Auteur de Nuit et brouillard ou encore de On connaît la chanson, le cinéaste Alain Resnais est mort samedi soir à Paris à l'âge de 91 ans, a annoncé son producteur, Jean-Louis Livi. Le réalisateur avait dernièrement été mis à l'honneur lors de la 64e édition du Festival du film de Berlin pour son dernier long métrage, Aimer, boire et chanter qui sortira en salle le 26 mars prochain, "un film exceptionnel qui a marqué la compétition", pour notre spécialiste du cinéma à L'humanité, Jean Roy.

Aimer, boire et chanter d'Alain Resnais.
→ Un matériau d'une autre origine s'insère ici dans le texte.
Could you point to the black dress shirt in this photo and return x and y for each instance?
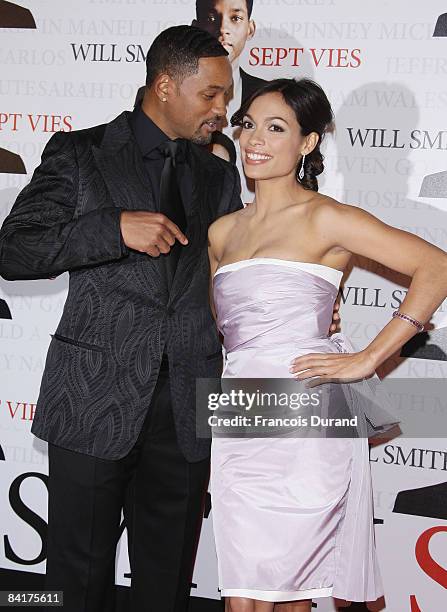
(149, 136)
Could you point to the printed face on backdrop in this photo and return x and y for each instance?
(271, 140)
(15, 16)
(198, 103)
(228, 21)
(441, 26)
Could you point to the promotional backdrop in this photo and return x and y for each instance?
(70, 65)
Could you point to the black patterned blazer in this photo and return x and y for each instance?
(119, 316)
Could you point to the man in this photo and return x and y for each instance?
(441, 26)
(231, 23)
(14, 16)
(11, 163)
(117, 400)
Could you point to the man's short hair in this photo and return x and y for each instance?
(177, 50)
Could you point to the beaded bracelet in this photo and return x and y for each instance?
(404, 317)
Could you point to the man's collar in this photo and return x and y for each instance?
(147, 134)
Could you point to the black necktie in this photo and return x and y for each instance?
(171, 203)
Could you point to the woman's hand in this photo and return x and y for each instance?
(343, 367)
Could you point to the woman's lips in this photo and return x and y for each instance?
(252, 158)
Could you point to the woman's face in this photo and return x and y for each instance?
(271, 141)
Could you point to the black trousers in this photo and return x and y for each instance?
(162, 496)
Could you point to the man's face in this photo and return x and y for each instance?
(228, 21)
(199, 102)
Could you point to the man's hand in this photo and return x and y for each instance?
(148, 232)
(336, 321)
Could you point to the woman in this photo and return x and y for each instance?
(293, 516)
Six comédiens à la joie de leur texte

Le texte de plaisir et le texte de jouissance réunissent la culture bourgeoise et sa destruction.

Comme à l’accoutumée, le Festival de Berlin marque le coup d’envoi de l’immuable rentrée cinématographique. Il y en aura d’autres on l’espère, mais déjà un film exceptionnel a marqué la compétition, celui qu’à quatre-vingt-dix printemps vient de réaliser Alain Resnais, Aimer, boire et chanter. Sous ce titre programmatique se cache une nouvelle rencontre, la troisième, avec le dramaturge britannique le plus joué au monde depuis Shakespeare, Alan Ayckbourn, né en 1939, à qui l’on doit Smoking/No Smoking et Cœurs, pour s’en tenir à Resnais. Une nouvelle fois, le thème du couple et de la séparation est au centre de cette intrigue sise au cœur de la campagne profonde anglaise dans des chemins tortueux qui fleurent bon la conduite à gauche, même si l’action se déroule en français.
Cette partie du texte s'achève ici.